Schild's Ladder - Greg Egan

Schild's Ladder - Greg Egan

This science fiction novel is definitely the most complex I've ever attempted. Some might say it's one of the 'hardest' SF novels ever, and I'm tempted to think that this was one of Egan's aims when he wrote it. This occasionally works for me here; I like mind expanding hypotheses about quantum physics and cosmology, but near the end this book stretches the bounds of believability way past breaking point and lost me completely.

There is a lot of good stuff here which I enjoyed. People live forever, and if they by accident suffer a 'local' death, the most recent backup of their mind is used to create a new body, or even just an acorporeal personality. Distances are travelled at light speed across the galaxy, as you just transmit yourself as electromagnetic waves; whole planets can be evacuated in this way with no loss of life. Personalities can be duplicated (though the ethics and consequences of this aren't explored), they can be shrunk to the femtoparticle level, they can have their time perception altered so that a microsecond becomes months or years of subjective time. All good stuff.

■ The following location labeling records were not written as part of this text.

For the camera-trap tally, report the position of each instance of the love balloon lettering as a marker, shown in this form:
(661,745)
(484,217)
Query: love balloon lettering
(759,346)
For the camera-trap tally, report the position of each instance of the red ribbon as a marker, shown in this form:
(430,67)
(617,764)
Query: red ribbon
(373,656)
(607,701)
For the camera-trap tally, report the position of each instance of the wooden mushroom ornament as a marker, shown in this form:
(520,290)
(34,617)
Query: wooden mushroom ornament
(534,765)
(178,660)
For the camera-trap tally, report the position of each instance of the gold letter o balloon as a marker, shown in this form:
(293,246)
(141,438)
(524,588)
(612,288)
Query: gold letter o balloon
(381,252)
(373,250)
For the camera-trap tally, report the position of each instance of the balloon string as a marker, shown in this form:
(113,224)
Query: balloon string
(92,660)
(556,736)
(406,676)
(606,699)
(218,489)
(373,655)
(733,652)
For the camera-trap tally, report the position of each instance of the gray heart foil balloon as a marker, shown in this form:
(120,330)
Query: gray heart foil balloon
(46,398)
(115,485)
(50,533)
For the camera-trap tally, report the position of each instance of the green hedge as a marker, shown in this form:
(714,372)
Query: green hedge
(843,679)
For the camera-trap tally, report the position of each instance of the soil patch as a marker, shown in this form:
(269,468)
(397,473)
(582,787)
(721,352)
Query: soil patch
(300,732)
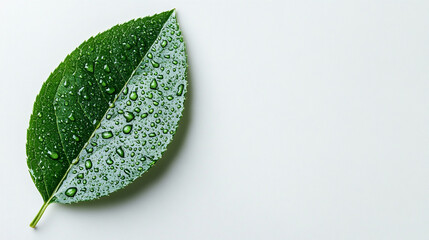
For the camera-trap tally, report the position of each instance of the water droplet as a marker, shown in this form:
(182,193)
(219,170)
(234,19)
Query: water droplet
(71,117)
(70,192)
(133,96)
(154,64)
(53,155)
(89,67)
(180,90)
(76,138)
(88,164)
(107,134)
(109,161)
(127,129)
(106,68)
(120,152)
(129,116)
(110,90)
(154,84)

But there is a huge amount of fairly tedious theoretical maths, which is treated as real. This is quite right of course within the frame of a novel, but Egan goes even further, expanding the ideas to a level which starts to seem absurd, rather than enlightening. A new type of vacuum is described, and as it gets more and more bizarre, you realise that the story can go anywhere Egan likes, the internal consistency required of SF is gone as he just makes up another amazing phenomenon to take his characters whereever he wants.

So it's good, but it's also bad, I hesitate to use the phrase 'too clever by half', but a bit less cleverness might have made a better story. I'm not going to go into the plot in detail at all, either you like the sound of it by now, or you don't.

But I still think everyone should buy it, in the brand spanking feel good edition - the tactile cover is brilliant. You can see it here, but go to a shop and look at the others in the series too, and touch them.